弔うべき覚悟
そう言っては見たものの、あまり気が進まずトウタの足取りは重い。
それはショウも同じようで、トウタのさらに後ろを抵抗するかのように歩いていた。
先頭を行くヒカリだけが、逞しいほど先に行ってしまう。
トウタはヒカリはあの惨状を目の当たりにしていないから、行けるのだろうと思う。と同時にあれを見て欲しくは無いなと思い始めていた。
一度見たら血みどろの光景は一生忘れられないだろう。
忘れようとしても忘れられない。現に、トウタの頭の中で思い出したくないのに、生々しく浮かんでいるのだ。

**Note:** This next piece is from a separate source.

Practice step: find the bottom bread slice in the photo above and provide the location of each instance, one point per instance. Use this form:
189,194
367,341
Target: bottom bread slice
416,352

だがそんなトウタの思いも露知らず、ヒカリはどんどん行ってしまう。
場所は知らないせいで時たま、方向を聞かれその度にトウタは嘘を言おうとしたが出来なかった。
(見て見ぬふりは出来ないから)
覚悟を決めつつあるトウタと、何も言わないまま着いてくるショウ。
直ぐにトウタたちはあの惨状へ舞い戻った。
足がすくみ立ち止まるトウタとショウ。
薄く開いたシャッターの向こうを想像し、目をトウタは背けた。
(行きたく、ない)
そうトウタの心が叫ぶ。
体は心を守るように、思うようにストップを掛けて前へ進むのを拒んだ。
手足は震えて、酷い耳鳴りがする。
思わずトウタは耳を塞いだ。
「ごめん、私に任せて」
ぽん、とトウタの頭に置かれた手のひらはヒカリだ。
顔を上げたヒカリはトウタを落ち着かせるような柔らかい笑みだった。
前へ進めなくても、一切責めるような仕草を見せずショウへも声を掛けた。
「二人はここにいて」
去っていくヒカリの背中を力無くトウタは見送る。
この場において動けるなんて、凄い人だとトウタは思った。
トウタたちがこんなにも拒否を示す場所に自ら進んで飛び込もうとしているのだから。
拒否をして行かないという選択肢あったはずなのに。
弔いたい、という気持ちだけでここまで来て一人行ってしまったのだ。
(なんか情けないな)
トウタが思った瞬間、耳鳴りが遠くなる。
少しだけ世界がクリアになった気がした。
「僕、行ってくよ。ショウはどうする?」
覚悟を決めてトウタはショウに声を掛けた。
するとショウは両の拳を握りしめ、一歩踏み出す。
「俺も行く」
短い一言だったが、ショウも覚悟を決めたのだとトウタはひしひしと感じていた。